Ralph, like LEGO, is set in an animated fictional realm that allows the usage of disconnected intellectual property, but in a way that's somehow both entertaining and surprisingly moving. Equal parts funny, touching, and great-looking, Ralph Breaks the Internet is the rare animated sequel that's better than the original.
While the first Wreck-It Ralph concerned the adventures of Ralph (voiced by John C. Reilly), the villain in a 1980s-style arcade video game, the new film moves the action to the Internet.
As with the first film, the action is set within the power strip back-end of a video arcade, where the characters go after long days of “work” within their games. As the new film opens Sugar Rush, the arcade video game starring Vanellope (Sarah Silverman), is in danger of being unplugged, a fate which would leave Vanellope and all of the other characters in the game homeless. So she and Ralph must enter "the Internet" in order to place an order and fix the game.
While the first film was mostly about Ralph's quest as a longtime villain to gain the respect of his video game peers, the sequel establishes early on that the friendship between Ralph and Vanellope is the most important thing by far. This applies surprisingly huge emotional stakes to the story, which the film delivers on.
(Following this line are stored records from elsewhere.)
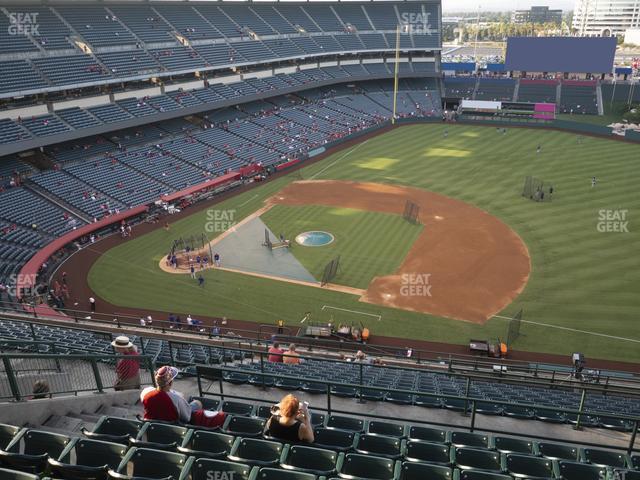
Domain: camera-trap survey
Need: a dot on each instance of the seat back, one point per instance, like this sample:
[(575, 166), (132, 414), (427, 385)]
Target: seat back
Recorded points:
[(208, 469), (311, 458), (37, 442), (368, 466), (345, 423), (427, 434), (156, 463), (422, 471), (428, 452), (95, 453)]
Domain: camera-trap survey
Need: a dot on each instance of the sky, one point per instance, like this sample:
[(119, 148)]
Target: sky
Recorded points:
[(501, 5)]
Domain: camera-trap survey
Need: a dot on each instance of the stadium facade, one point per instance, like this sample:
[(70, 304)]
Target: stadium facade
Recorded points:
[(596, 18)]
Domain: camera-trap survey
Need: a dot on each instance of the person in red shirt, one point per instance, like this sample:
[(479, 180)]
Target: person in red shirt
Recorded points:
[(165, 404), (128, 367), (275, 353)]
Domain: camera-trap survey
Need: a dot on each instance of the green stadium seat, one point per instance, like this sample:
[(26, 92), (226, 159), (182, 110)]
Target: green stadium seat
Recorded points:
[(488, 408), (114, 429), (7, 433), (558, 451), (616, 424), (356, 467), (210, 469), (527, 466), (468, 439), (253, 451), (338, 440), (517, 411), (581, 471), (513, 445), (237, 408), (93, 459), (276, 474), (428, 434), (318, 419), (38, 447), (345, 423), (626, 474), (243, 426), (428, 402), (481, 475), (550, 416), (208, 403), (477, 459), (288, 384), (376, 427), (380, 445), (6, 474), (428, 452), (205, 444), (159, 436), (309, 459), (153, 464), (344, 391), (423, 471), (604, 458)]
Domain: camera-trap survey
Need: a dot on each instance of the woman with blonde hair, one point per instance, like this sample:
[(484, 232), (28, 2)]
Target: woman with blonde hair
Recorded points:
[(290, 421), (128, 367)]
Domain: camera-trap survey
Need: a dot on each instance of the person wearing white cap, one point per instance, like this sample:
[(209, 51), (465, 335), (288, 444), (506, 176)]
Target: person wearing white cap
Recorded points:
[(128, 367), (165, 404)]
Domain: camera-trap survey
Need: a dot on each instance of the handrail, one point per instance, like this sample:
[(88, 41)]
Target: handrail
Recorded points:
[(452, 361), (95, 379), (206, 371), (536, 378)]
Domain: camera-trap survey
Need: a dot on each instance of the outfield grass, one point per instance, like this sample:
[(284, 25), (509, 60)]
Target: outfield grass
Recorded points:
[(581, 279), (368, 243)]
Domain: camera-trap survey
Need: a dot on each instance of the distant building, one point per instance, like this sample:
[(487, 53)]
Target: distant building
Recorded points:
[(593, 18), (537, 15)]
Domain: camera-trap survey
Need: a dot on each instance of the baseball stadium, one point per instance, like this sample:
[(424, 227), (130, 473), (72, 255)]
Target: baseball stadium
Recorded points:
[(286, 240)]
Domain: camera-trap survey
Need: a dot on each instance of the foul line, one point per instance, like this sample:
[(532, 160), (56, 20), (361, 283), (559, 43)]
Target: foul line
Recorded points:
[(613, 337), (379, 317), (346, 154), (244, 203)]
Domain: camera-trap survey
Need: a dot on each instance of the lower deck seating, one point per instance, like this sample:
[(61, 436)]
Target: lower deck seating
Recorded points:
[(344, 447)]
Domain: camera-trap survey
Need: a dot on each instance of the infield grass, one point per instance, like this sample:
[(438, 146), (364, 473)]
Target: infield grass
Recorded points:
[(584, 290)]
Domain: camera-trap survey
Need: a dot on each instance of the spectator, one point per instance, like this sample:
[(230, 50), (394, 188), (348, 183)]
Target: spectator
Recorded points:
[(40, 389), (127, 369), (290, 421), (291, 357), (275, 353), (165, 404)]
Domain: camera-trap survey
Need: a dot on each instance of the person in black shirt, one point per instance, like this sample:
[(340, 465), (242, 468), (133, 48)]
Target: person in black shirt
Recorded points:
[(290, 421)]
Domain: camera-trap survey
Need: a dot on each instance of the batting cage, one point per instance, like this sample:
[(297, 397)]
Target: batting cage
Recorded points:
[(411, 212), (330, 271), (534, 189), (513, 328)]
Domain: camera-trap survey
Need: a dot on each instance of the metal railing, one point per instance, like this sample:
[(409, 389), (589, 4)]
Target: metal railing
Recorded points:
[(264, 334), (62, 374), (470, 409)]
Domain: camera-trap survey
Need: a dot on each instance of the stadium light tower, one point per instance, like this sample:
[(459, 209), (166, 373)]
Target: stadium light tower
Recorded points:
[(404, 28)]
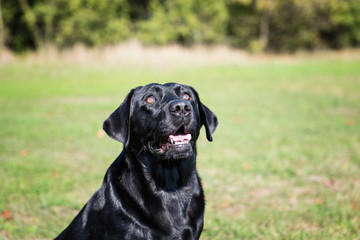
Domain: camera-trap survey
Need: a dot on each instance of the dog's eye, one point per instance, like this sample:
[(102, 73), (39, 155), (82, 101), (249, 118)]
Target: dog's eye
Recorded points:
[(186, 97), (150, 99)]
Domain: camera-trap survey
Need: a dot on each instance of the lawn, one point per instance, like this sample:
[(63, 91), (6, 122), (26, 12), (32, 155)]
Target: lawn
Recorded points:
[(284, 163)]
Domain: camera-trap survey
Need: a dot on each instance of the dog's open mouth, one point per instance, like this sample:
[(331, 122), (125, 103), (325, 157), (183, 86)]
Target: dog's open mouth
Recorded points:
[(179, 141)]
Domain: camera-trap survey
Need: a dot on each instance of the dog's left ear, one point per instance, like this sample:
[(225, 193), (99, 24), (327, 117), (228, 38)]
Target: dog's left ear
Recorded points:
[(207, 117), (117, 124)]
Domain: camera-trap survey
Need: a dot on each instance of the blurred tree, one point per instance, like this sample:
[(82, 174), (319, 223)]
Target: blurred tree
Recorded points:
[(2, 30), (274, 25)]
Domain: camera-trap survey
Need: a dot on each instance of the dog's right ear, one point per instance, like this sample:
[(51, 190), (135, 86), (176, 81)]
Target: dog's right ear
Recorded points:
[(117, 124)]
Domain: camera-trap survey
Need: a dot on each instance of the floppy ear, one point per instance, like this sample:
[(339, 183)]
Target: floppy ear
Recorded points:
[(207, 117), (117, 124)]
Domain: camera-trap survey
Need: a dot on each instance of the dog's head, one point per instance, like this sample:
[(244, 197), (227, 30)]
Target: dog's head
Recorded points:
[(165, 120)]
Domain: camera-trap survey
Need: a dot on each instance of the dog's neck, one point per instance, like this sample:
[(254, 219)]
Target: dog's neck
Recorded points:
[(166, 175)]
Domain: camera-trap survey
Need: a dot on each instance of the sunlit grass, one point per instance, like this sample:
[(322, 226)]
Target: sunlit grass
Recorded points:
[(284, 164)]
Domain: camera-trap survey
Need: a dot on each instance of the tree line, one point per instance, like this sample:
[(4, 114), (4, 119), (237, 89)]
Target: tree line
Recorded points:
[(257, 25)]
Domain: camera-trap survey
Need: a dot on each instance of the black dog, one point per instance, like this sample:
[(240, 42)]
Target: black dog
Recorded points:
[(152, 190)]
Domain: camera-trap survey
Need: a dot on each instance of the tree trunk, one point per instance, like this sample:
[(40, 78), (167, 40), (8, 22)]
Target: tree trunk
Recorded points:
[(265, 25), (30, 19)]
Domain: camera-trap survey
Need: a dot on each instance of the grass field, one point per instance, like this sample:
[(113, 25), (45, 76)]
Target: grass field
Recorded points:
[(284, 164)]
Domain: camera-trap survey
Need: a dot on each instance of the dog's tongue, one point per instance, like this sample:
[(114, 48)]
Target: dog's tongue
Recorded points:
[(180, 138)]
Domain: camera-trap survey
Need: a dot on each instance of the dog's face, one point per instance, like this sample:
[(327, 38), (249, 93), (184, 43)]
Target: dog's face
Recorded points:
[(164, 120)]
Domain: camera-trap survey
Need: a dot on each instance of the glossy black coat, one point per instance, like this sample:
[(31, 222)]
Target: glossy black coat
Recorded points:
[(152, 190)]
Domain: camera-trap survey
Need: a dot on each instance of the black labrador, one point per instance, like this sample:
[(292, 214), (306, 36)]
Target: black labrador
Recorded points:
[(152, 190)]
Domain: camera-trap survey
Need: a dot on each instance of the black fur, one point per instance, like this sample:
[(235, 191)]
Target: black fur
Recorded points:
[(152, 190)]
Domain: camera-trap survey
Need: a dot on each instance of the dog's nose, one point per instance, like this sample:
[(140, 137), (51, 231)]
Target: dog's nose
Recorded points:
[(180, 108)]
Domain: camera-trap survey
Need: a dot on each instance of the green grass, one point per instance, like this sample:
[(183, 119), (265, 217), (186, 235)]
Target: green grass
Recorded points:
[(284, 164)]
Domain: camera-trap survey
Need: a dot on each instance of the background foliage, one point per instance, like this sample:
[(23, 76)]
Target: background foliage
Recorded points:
[(275, 25)]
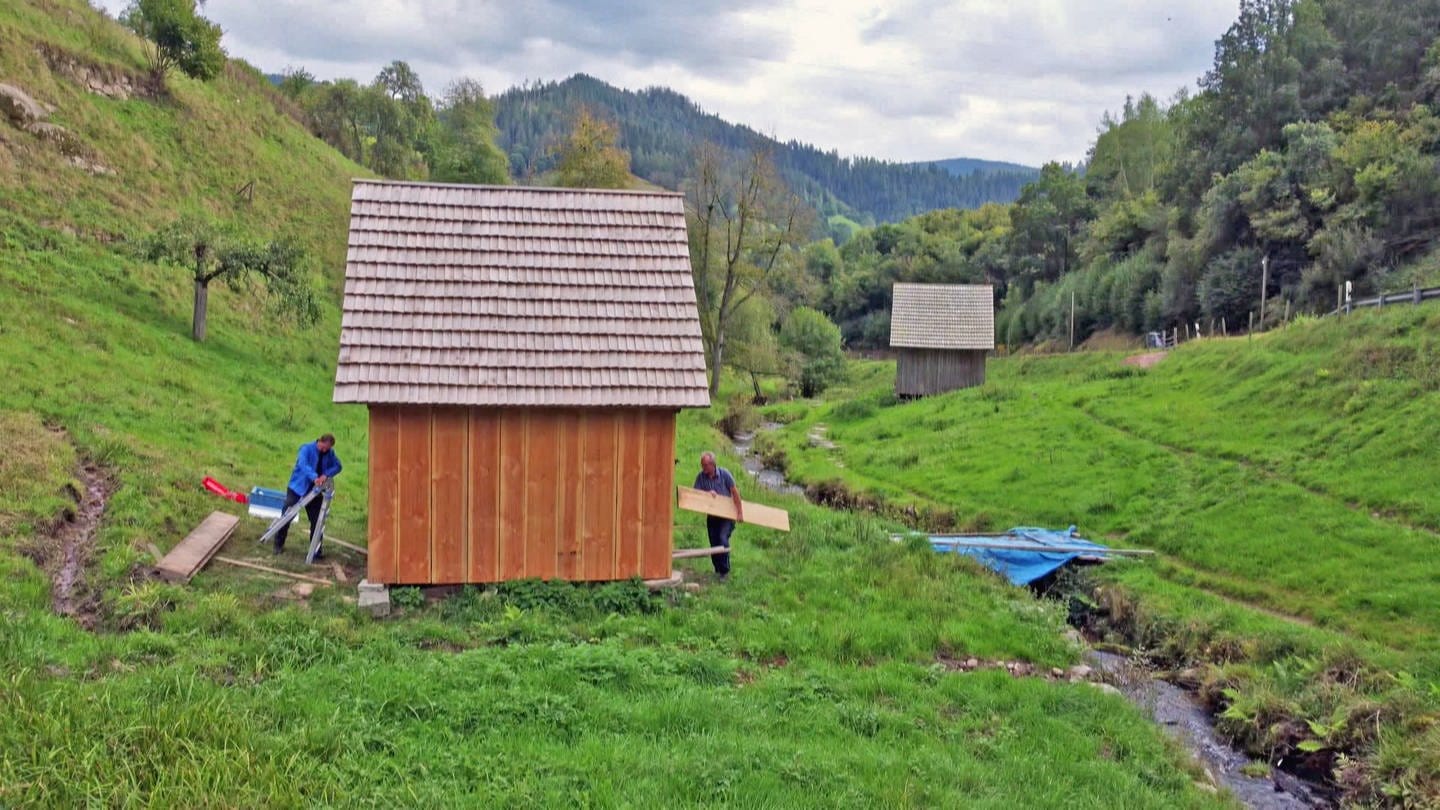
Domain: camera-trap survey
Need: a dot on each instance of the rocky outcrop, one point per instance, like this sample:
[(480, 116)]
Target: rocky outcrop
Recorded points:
[(29, 116), (104, 79), (19, 108)]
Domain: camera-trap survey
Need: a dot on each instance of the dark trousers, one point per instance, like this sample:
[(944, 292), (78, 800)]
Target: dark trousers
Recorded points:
[(720, 529), (311, 509)]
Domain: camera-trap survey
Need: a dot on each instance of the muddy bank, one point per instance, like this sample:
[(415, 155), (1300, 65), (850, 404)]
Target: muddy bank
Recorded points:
[(65, 551), (1171, 706), (1184, 718), (769, 479)]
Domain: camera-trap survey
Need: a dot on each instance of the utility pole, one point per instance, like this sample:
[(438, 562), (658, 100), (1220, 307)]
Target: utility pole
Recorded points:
[(1265, 283), (1072, 320)]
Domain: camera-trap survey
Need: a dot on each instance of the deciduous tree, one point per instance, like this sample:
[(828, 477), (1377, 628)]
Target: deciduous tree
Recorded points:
[(179, 36), (742, 221), (210, 252), (591, 156)]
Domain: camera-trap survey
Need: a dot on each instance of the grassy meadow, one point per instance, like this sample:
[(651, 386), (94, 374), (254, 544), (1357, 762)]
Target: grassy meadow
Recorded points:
[(815, 678), (1286, 482)]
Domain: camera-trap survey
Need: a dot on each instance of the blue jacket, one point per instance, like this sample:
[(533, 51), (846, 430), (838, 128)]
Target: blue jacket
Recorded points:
[(303, 479)]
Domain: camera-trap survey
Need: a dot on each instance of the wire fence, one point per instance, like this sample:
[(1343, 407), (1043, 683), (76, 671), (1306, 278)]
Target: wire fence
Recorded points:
[(1391, 299)]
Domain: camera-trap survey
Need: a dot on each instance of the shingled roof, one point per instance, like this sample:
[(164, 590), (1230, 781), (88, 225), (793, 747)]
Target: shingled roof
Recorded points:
[(942, 316), (519, 296)]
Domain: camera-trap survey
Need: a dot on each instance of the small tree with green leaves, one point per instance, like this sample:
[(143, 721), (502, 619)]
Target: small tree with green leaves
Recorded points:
[(180, 38), (215, 254), (815, 342), (591, 156)]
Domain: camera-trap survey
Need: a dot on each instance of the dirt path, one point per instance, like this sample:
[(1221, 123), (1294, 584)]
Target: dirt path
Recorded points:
[(66, 551), (1260, 469)]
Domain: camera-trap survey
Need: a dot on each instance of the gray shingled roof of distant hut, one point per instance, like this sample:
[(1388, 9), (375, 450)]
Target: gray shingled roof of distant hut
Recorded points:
[(516, 296), (942, 316)]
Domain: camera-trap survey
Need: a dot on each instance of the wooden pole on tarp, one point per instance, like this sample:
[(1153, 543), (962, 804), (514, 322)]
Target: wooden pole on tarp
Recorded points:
[(1036, 546)]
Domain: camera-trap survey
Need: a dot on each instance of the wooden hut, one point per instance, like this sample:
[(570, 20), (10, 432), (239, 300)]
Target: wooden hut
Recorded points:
[(523, 353), (942, 335)]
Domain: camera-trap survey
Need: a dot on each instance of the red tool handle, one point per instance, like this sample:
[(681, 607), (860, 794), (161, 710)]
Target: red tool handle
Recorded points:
[(221, 490)]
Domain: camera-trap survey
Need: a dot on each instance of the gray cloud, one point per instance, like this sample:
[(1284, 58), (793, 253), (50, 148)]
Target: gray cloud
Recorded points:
[(1108, 41), (707, 35), (909, 79)]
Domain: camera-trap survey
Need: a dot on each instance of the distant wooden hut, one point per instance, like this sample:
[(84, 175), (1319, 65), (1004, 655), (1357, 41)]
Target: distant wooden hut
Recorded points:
[(942, 335), (523, 353)]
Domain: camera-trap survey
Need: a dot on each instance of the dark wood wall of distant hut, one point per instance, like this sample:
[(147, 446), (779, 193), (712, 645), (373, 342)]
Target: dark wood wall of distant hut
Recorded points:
[(488, 495), (922, 372)]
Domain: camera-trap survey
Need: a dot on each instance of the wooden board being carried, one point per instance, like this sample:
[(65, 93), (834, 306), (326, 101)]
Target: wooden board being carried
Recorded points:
[(720, 506), (198, 548)]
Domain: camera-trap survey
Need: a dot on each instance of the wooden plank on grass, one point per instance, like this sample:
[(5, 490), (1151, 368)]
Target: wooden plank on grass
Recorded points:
[(720, 506), (690, 554), (198, 548)]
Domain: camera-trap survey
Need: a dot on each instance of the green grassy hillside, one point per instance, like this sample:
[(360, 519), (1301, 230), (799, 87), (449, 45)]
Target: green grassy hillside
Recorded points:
[(817, 678), (1288, 482)]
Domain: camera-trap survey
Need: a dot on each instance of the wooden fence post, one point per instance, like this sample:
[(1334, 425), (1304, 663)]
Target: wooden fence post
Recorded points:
[(1265, 284)]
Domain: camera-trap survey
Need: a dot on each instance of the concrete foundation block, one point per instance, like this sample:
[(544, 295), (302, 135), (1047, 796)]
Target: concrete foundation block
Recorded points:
[(373, 598)]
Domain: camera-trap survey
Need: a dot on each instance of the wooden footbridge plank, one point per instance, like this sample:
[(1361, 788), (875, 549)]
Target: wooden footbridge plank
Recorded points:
[(198, 548)]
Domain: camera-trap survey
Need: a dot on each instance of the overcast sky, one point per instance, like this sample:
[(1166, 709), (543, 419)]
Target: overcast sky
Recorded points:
[(909, 79)]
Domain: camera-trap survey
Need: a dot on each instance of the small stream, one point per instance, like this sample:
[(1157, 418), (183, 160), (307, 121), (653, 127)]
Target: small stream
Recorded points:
[(1187, 721), (772, 480), (1168, 705)]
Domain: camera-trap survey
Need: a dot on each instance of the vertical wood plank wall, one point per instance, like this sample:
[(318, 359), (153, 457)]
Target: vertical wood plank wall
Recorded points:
[(922, 372), (486, 495)]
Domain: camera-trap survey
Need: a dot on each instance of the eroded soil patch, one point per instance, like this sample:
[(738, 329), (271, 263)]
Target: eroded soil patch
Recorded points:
[(65, 551)]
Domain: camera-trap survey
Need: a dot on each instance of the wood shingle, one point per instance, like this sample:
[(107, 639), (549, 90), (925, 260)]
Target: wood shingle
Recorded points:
[(942, 316), (498, 296)]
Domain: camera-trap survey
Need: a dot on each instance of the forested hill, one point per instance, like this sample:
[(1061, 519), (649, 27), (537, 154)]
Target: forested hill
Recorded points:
[(971, 165), (661, 128)]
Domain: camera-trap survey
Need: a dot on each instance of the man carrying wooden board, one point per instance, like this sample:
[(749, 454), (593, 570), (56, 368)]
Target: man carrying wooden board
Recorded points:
[(719, 480)]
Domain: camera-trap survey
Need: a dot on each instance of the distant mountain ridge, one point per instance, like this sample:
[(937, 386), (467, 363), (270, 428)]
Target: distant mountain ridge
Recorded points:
[(661, 128), (972, 165)]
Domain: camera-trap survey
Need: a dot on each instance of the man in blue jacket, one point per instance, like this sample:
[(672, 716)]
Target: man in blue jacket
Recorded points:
[(316, 464), (720, 482)]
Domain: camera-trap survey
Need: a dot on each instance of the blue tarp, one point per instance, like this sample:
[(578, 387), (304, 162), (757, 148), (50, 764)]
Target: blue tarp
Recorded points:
[(1021, 567)]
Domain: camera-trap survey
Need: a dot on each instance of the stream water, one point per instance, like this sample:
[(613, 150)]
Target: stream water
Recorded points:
[(772, 480), (1187, 721), (1168, 705)]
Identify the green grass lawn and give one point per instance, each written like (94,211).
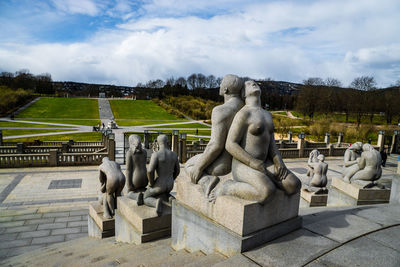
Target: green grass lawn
(88,122)
(30,125)
(58,107)
(11,132)
(144,122)
(186,125)
(90,136)
(140,110)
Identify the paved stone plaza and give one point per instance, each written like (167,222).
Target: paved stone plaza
(40,207)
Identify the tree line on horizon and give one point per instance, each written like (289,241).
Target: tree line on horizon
(315,95)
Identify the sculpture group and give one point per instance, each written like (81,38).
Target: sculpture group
(362,162)
(242,142)
(146,186)
(317,170)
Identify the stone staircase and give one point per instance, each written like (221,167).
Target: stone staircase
(93,252)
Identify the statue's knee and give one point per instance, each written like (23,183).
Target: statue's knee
(265,193)
(292,184)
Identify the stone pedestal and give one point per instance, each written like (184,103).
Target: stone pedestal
(230,225)
(353,194)
(139,224)
(395,190)
(98,226)
(310,199)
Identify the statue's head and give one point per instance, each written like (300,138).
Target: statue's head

The other great thing Ralph Breaks the Internet does is the way it visualizes the Internet. There are approximations of Amazon, Google, and other web touchstones, as well as various video games, including a Grand Theft Auto-like game that stars Gal Gadot as a sports car-driving sexpot. It's very clever, and rendered in consistently beautiful animation.
But beyond that, Ralph makes smart use of intellectual property, most of it Disney's. Everything involving a group of Disney princesses is gold, from their jokes to their shirts, including one that's at corporate sibling Pixar's expense.
These uses, importantly, never seem to be unfairly exploiting other people's creations in ways that don't feel natural or true, unlike the all-around abomination that was Steven Spielberg's Ready Player One. We don't get anything nearly as offensive as that film's dive into Stanley Kubrick's The Shining, or its use of The Iron Giant as a killing machine.
This idea has so much potential that it's a shame it's a kid’s movie, as it leaves a lot of potential satirical topics on the table. There are, however, references to spam and the Dark Web. I liked the way it depicts humans as boxy, zoned-out robots while they’re on the Internet. But I'm wondering why the pop-up scam character is a friend and not a villain.
Ralph Breaks the Internet was directed by Rich Moore and Phil Johnston, and it marks the first Walt Disney Animation Studios release since the #MeToo-related departure of longtime company executive John Lasseter, although Lasseter retains an executive producer credit. This hasn't been a banner year for animated features, but Ralph Breaks the Internet is the best I've seen in 2018.